Do I need a last will and testament?

Whether or not you need a will depends on your personal circumstances and goals. However, in general, a will can be beneficial if you:

  • Want to ensure that your assets and property are distributed according to your wishes after you die
  • Have minor children and want to name a guardian for them
  • Have specific end-of-life instructions or wishes
  • Want to name an executor to manage your estate and ensure that your instructions are carried out

If you pass away without a will, your assets will be distributed according to the laws of the country in which you reside, which may not align with your wishes. Additionally, not having a will can result in additional legal expenses, delays, and court involvement.

Reasons to get a will

A will is a legal document that allows you to specify how you would like your assets and property to be distributed after you die. This can include things like real estate, personal property, financial accounts, and investments.
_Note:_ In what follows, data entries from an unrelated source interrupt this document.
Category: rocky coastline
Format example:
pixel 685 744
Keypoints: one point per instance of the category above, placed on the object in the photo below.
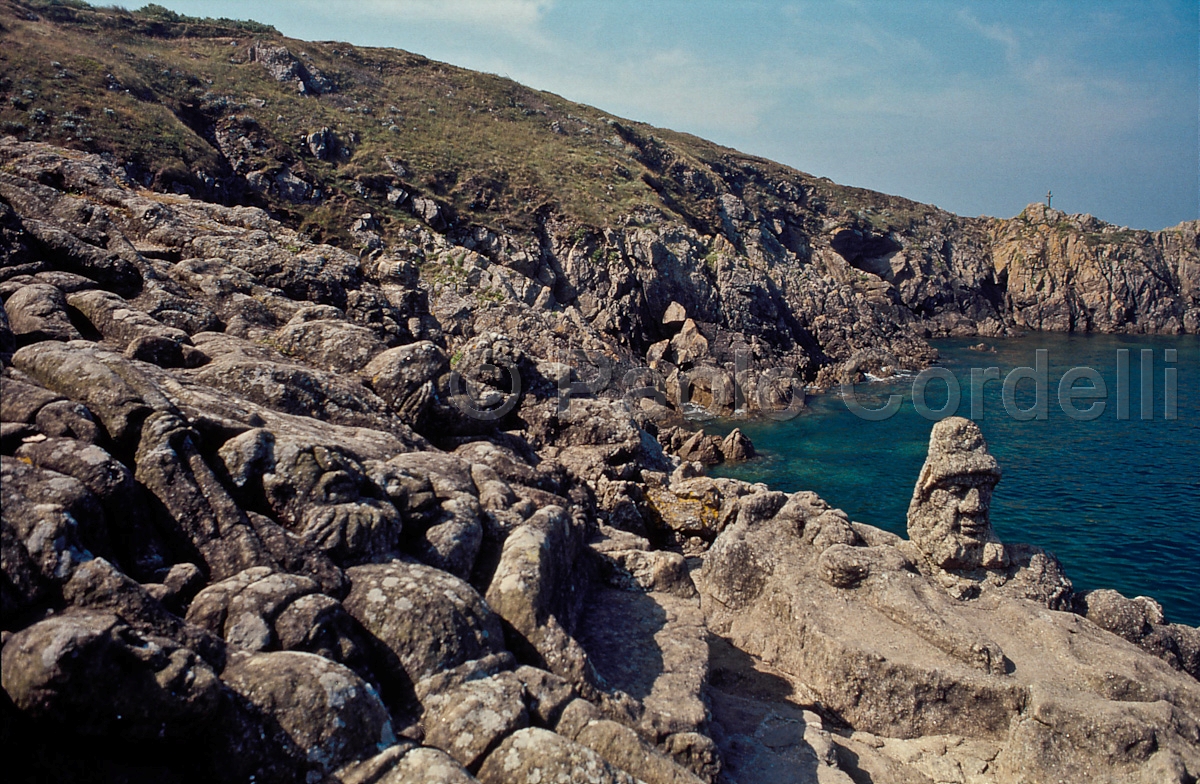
pixel 412 497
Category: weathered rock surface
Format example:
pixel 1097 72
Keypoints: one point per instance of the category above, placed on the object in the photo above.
pixel 991 663
pixel 538 755
pixel 257 488
pixel 316 716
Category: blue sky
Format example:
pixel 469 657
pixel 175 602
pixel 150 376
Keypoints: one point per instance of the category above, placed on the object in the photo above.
pixel 977 107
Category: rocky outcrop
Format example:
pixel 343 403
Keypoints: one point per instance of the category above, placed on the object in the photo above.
pixel 429 509
pixel 951 634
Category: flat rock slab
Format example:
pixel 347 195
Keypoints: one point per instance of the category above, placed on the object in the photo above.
pixel 651 646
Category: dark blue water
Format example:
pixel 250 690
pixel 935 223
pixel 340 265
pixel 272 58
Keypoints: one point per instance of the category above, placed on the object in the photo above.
pixel 1116 500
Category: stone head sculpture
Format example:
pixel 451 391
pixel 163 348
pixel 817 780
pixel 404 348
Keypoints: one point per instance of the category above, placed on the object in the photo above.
pixel 948 515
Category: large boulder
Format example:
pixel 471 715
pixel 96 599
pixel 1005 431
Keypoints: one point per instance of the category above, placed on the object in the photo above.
pixel 49 521
pixel 471 719
pixel 893 652
pixel 429 621
pixel 298 717
pixel 539 755
pixel 119 322
pixel 39 311
pixel 111 385
pixel 262 610
pixel 136 543
pixel 193 503
pixel 406 377
pixel 93 672
pixel 329 343
pixel 321 492
pixel 538 590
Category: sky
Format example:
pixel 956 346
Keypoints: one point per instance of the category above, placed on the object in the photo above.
pixel 976 107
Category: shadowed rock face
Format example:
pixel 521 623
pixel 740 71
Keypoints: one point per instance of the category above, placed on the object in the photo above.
pixel 250 531
pixel 948 518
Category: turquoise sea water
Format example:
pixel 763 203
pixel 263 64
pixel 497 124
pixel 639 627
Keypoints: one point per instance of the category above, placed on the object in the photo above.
pixel 1116 500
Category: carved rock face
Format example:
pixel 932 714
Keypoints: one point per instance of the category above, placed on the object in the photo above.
pixel 948 515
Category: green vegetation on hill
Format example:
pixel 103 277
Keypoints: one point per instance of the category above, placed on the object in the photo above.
pixel 160 91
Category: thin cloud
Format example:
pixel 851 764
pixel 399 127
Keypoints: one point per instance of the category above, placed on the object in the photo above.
pixel 508 15
pixel 994 33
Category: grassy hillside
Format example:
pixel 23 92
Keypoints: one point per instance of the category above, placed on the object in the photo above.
pixel 160 91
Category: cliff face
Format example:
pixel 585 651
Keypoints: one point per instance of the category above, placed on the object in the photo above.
pixel 1078 274
pixel 612 219
pixel 343 446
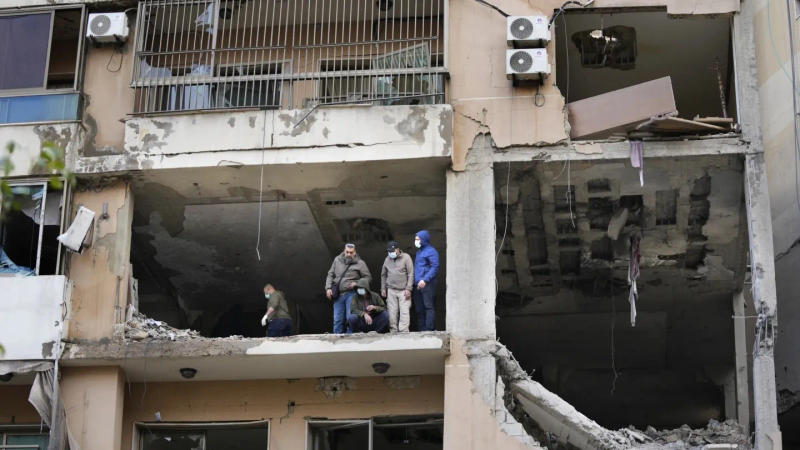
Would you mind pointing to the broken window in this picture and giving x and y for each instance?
(28, 244)
(39, 65)
(379, 433)
(196, 55)
(24, 438)
(204, 436)
(640, 73)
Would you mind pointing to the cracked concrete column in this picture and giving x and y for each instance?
(471, 242)
(94, 399)
(762, 262)
(762, 257)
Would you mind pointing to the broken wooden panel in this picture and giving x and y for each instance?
(621, 110)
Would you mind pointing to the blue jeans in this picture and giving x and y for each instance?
(341, 311)
(380, 322)
(424, 306)
(279, 328)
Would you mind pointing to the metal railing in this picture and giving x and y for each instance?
(221, 54)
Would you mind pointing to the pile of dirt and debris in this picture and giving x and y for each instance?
(140, 327)
(728, 434)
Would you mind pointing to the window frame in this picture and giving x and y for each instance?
(310, 421)
(137, 442)
(25, 430)
(78, 60)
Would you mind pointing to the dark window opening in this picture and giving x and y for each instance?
(600, 211)
(388, 433)
(613, 47)
(29, 438)
(564, 198)
(666, 207)
(635, 207)
(228, 436)
(28, 244)
(38, 65)
(605, 59)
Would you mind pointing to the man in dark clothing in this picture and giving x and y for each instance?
(367, 310)
(426, 266)
(346, 270)
(278, 315)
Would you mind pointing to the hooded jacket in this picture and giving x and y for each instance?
(343, 273)
(426, 261)
(358, 304)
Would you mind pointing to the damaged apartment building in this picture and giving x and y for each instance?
(596, 176)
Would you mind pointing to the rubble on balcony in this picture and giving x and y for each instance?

  • By having a will, you can make sure that your assets go to the people or organizations that you choose, rather than having them distributed according to the laws, which may not align with your wishes.
  • A will can also be used to name a guardian for your minor children, which ensures that they will be taken care of by someone you trust in the event of your death. This can provide peace of mind knowing that your children will be raised by someone you know and love, and that they will be provided for financially.
  • You can also use a will to appoint an executor. This is a person you trust to manage your estate, carry out your instructions, and ensure that your wishes are carried out. The executor is responsible for settling any debts you may have and distributing your assets according to your will.
  • A will can also be used to make specific bequests. This means you can leave specific items or amounts of money to specific people or organizations. This can be a great way to take care of loved ones, or to give back to a cause that is important to you.
  • A will can also be used to establish trusts. This can be a useful tool for providing for loved ones, such as children or a spouse with special needs. Trusts can be used to manage assets for the benefit of the beneficiary, provide for their care and support, and protect assets from creditors or divorce.
  • A will can also be used to make funeral and burial arrangements. This can be a helpful way to ensure that your funeral and burial arrangements align with your wishes and beliefs.
  • Lastly, having a will in place can help to reduce the legal and administrative expenses associated with the distribution of your assets after you die. This can make the process of settling your estate less complicated and less costly for your loved ones.

It’s important to note that you may need to update your will as your life changes, such as a marriage, divorce, the birth of a child, or the acquisition of significant assets. It’s always good idea to consult with attorney or financial advisor to help you make the decision that is best for you.

Can I make a will myself without a lawyer?

Yes, you can create a will yourself, but it is not recommended. While it may be possible to create a will without the assistance of a lawyer, there are a number of legal requirements and formalities that must be followed in order for a will to be considered valid.

Creating a will yourself, without the assistance of an attorney, may lead to mistakes and oversights that could cause the will to be challenged in court or even invalidated. This can lead to additional expenses, delays, and uncertainty for your loved ones.

An attorney can help you navigate the legal requirements and ensure that your will is valid and enforceable. They can also help you understand the various options available to you and help you make informed decisions about the distribution of your assets and property. Additionally, they can help you with the process of updating your will as your life changes.

It’s always a good idea to consult with an attorney or financial advisor when creating a will, to ensure that your wishes are carried out and your loved ones are taken care of as you intended.